I have a table consisting of actions that are logged when users are viewing files. When a user views a file, this can result in multiple actions over time. As multiple users can be active at the same time, their actions can become intertwined.
I am looking to create an additional column in my query that tells me when a user started viewing this file (let's call this StartId).
When a user stops viewing a file to view some other file, and then goes back to viewing the first file, this should be regarded as a new viewing session.
This table illustrates my problem and my desired result:
Id | User | File | StartId (desired result) |
---|---|---|---|
1 | A | X | 1 |
2 | A | X | 1 |
3 | B | Y | 3 |
4 | A | X | 1 |
5 | B | Y | 3 |
6 | A | Y | 6 |
7 | A | X | 7 |
The closest I have come is with this line:
StartId = FIRST_VALUE(Id) OVER (PARTITION BY User, File ORDER BY Id)
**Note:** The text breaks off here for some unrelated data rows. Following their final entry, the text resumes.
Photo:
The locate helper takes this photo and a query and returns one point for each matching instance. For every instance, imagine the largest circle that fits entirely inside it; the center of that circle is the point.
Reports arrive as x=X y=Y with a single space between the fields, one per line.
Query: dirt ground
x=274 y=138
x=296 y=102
However, this has the following result for the last action in the example:
Id | User | File | StartId |
---|---|---|---|
7 | A | X | 1 |
Can someone point me in the right direction with this?
you can use LAG
to see if the previous file for the same user was the same as the current file for that user and so whether we are in a new session or not and then use that result accordingly.
WITH T AS
(
SELECT *,
CASE WHEN "File" = LAG("File") OVER (PARTITION BY "User" ORDER BY "Id") THEN NULL ELSE "Id" END AS NewSessionFlag
FROM YourTable
)
SELECT *,
MAX(NewSessionFlag) OVER (PARTITION BY "User" ORDER BY "Id" ROWS UNBOUNDED PRECEDING)
FROM T
ORDER BY "Id"